The water guns that looked too real: Shoddy Goods 096
1I have a specific memory, growing up, of a law getting passed that dictated that as of January 1985 throwing stars were going to be 18+ only. Throwing star sales went through the roof that December, 1984. What else were we going to throw around in the construction sites we trespassed in? What toys or clothes were banned, legally, parentally, or in schools during your childhood? Let’s hear about 'em in this week’s Shoddy Goods chat.
- 6 comments, 3 replies
- Comment
For the record I have not been able to find any evidence of this law, so it may have entirely been kids’ rumors. Or, hey, maybe it was completely made up by the throwing star store people to spur sales!
@dave Many such laws were state-by-state with wildly variable restrictions or the lack thereof. Customs has had regs about the import of weapons; I have no idea what may have been applied to throwing stars in that regard, but since I’ve seen them for sale in lots of places, it can’t have been all that much.
Far and away my biggest memory along these lines is Jarts.
Ginormous darts that you launched underhanded across the yard hoping to hit inside a round target when the point stuck in the dirt. What could go wrong??
@chienfou

At the time of the toy gun ban being passed in L.A., I was working in my first career at a boutique toy store. I was 19 or 20, and I thought the Entertech guns were very cool. The design & construction were good too, but the motor/pump system was unreliable (we got a lot of returns).
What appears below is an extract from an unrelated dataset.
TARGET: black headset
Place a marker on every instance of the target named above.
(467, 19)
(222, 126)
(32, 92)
When the ban passed, I was almost crushed by the irony that our society will take immediate and drastic action to limit the sale of toy guns that are deemed dangerous, and will also do absolutely jack squat to limit the sale of actual guns.
@JohnnySocko
I think the danger was primarily in having them mistaken for real guns and getting your ass shot… not the gun itself being dangerous
Two things come to mind, both when I was in 7th-8th grade:
Clackers Ours were mad by casting resin in the shop class, so they were bigger and heavier than the ones in the video. If you got them going hard and fast enough you could shatter them into a million razor sharp shards Made great bolas, too
Nunchucks, of course…they were banned almost imediately, but lots and lots of Bruce Lee wannabees managed to whack ourselves in the fac, the back, and…other, more painful locations…
Slap bracelets were banned pretty quickly at school. These days I see them made of plastic, but at the time I recall they were fairly hefty metal strips covered in a bit of fabric, and they could really smart- or worse, the edge would get exposed and you’d get sliced.
Plus they were annoying as hell when you have 20 kids all slapping them on their wrists at once.
How about the metal molder from 90s where you melted metal pellets and pored it into modes to make di-cast objects?
Or those science and chemistry sets that gave you alcohol burners and real chemicals that could be pretty dangerous if mixed?